Increasing Diversity in STEM Fields

Diversity matters, not just because it’s the right thing to do, but because it makes good business sense. Not only do we need more women in the STEM field, but more overall diversity. A mix of backgrounds, thoughts, and approaches to problem-solving makes us stronger and more resilient to marketplace changes.

We need to build up the ecosystem of women and diverse leaders in tech, starting with having more role models for women to look up to. Young women need to see examples of people like them, pursuing their passions, so they can be empowered to do the same. And it’s not enough just to have women in tech; we need female inventors, founders, and C-level executives to serve as role models and advocates for other women in all stages of their careers.

Today, at AT&T women can reach their highest potential. They’re innovators, team players and leaders.
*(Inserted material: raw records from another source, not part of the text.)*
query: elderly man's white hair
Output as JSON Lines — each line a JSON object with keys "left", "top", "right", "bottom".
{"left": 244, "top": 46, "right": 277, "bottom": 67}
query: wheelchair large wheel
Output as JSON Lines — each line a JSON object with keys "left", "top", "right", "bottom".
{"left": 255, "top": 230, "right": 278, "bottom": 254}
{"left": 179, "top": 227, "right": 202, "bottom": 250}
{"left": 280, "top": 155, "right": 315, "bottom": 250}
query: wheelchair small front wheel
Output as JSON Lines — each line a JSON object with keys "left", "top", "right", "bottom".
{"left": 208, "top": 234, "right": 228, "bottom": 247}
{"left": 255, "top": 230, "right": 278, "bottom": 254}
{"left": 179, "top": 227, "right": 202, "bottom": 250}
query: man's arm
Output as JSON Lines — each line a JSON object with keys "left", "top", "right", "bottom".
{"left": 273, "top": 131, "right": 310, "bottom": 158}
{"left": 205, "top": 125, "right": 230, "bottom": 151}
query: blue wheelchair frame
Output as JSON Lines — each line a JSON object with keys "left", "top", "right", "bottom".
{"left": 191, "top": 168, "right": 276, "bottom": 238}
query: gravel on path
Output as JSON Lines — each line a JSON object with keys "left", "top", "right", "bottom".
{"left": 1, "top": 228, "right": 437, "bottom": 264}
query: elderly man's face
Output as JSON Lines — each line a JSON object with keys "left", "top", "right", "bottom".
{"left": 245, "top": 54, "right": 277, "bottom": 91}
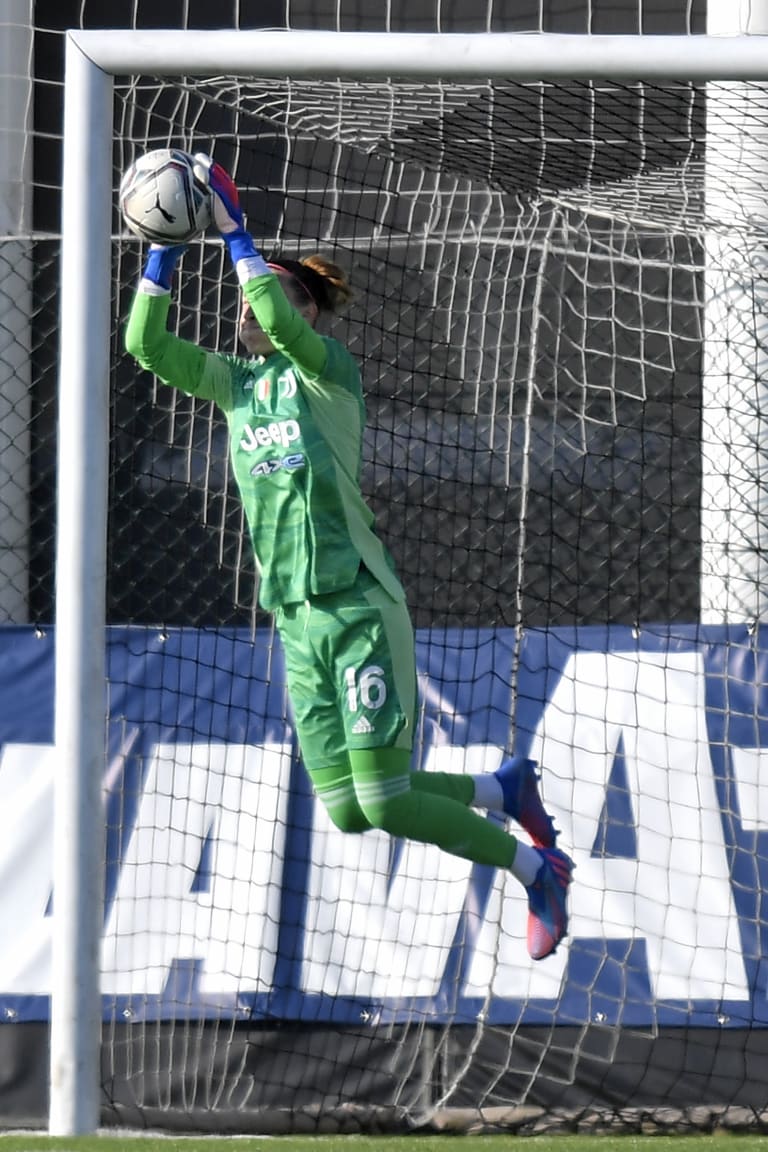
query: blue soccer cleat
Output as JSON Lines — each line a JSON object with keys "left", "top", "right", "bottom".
{"left": 525, "top": 846, "right": 574, "bottom": 961}
{"left": 495, "top": 756, "right": 558, "bottom": 848}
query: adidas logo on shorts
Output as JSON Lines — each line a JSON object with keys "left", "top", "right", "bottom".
{"left": 351, "top": 716, "right": 375, "bottom": 735}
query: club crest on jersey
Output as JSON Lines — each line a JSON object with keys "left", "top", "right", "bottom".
{"left": 244, "top": 368, "right": 298, "bottom": 402}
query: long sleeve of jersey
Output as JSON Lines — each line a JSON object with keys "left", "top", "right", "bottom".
{"left": 126, "top": 272, "right": 327, "bottom": 393}
{"left": 241, "top": 273, "right": 328, "bottom": 379}
{"left": 125, "top": 289, "right": 233, "bottom": 408}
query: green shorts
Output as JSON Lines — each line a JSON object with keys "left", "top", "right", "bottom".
{"left": 275, "top": 568, "right": 417, "bottom": 769}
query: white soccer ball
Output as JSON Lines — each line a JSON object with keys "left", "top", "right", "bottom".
{"left": 119, "top": 148, "right": 212, "bottom": 244}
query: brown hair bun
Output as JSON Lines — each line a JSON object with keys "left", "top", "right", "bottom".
{"left": 268, "top": 253, "right": 354, "bottom": 316}
{"left": 300, "top": 254, "right": 354, "bottom": 315}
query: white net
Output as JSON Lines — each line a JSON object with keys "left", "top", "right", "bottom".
{"left": 84, "top": 63, "right": 768, "bottom": 1133}
{"left": 3, "top": 0, "right": 765, "bottom": 1137}
{"left": 110, "top": 73, "right": 710, "bottom": 630}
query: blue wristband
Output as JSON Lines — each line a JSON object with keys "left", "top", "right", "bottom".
{"left": 223, "top": 228, "right": 259, "bottom": 264}
{"left": 142, "top": 245, "right": 186, "bottom": 290}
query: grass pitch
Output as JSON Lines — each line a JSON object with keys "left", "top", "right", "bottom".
{"left": 0, "top": 1135, "right": 766, "bottom": 1152}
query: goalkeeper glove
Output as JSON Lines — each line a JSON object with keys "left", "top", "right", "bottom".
{"left": 141, "top": 243, "right": 186, "bottom": 292}
{"left": 194, "top": 153, "right": 270, "bottom": 280}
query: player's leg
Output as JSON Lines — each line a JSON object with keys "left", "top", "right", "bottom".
{"left": 349, "top": 744, "right": 572, "bottom": 958}
{"left": 409, "top": 757, "right": 558, "bottom": 848}
{"left": 350, "top": 745, "right": 514, "bottom": 867}
{"left": 277, "top": 585, "right": 497, "bottom": 834}
{"left": 280, "top": 576, "right": 555, "bottom": 842}
{"left": 276, "top": 601, "right": 370, "bottom": 834}
{"left": 304, "top": 760, "right": 371, "bottom": 833}
{"left": 334, "top": 574, "right": 571, "bottom": 958}
{"left": 345, "top": 576, "right": 555, "bottom": 839}
{"left": 327, "top": 574, "right": 526, "bottom": 870}
{"left": 280, "top": 579, "right": 571, "bottom": 958}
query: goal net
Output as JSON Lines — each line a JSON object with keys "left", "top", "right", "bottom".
{"left": 112, "top": 72, "right": 708, "bottom": 632}
{"left": 41, "top": 31, "right": 768, "bottom": 1135}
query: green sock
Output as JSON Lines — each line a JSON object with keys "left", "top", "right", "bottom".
{"left": 349, "top": 747, "right": 517, "bottom": 869}
{"left": 409, "top": 767, "right": 475, "bottom": 806}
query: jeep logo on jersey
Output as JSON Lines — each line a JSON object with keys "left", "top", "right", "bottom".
{"left": 240, "top": 419, "right": 301, "bottom": 452}
{"left": 250, "top": 453, "right": 306, "bottom": 477}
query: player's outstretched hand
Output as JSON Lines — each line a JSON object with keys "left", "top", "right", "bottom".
{"left": 194, "top": 154, "right": 243, "bottom": 235}
{"left": 193, "top": 152, "right": 264, "bottom": 273}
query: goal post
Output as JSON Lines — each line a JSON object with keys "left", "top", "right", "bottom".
{"left": 54, "top": 27, "right": 768, "bottom": 1137}
{"left": 51, "top": 36, "right": 112, "bottom": 1137}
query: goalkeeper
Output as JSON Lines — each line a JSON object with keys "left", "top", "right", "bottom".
{"left": 124, "top": 157, "right": 573, "bottom": 961}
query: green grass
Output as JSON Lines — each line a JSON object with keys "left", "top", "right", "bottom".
{"left": 0, "top": 1135, "right": 766, "bottom": 1152}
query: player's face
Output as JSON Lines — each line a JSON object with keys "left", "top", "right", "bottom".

Some of the world’s finest inventions and innovations come from AT&T women in STEM, including Dr. Shirley Jackson, whose work at Bell Laboratories led to the create of fiber optic cables and caller ID. More than 13,600 women from diverse backgrounds work in STEM roles and more than 1,100 have earned patents.

Where I See Women in STEM in Five Years

Women in STEM have much to look forward to, including a change in the dynamics of the field. They are feeling less isolated, more capable of being hired for their skills and assets, and more optimistic about the future of their careers.

Without the participation of women in STEM, we have only half the brainpower, half the spirit, and ultimately, half the potential. We need more female voices in STEM to gain new perspectives. As more female students realize the impact their work can have on the environment, human rights, and more, our world will change for the better.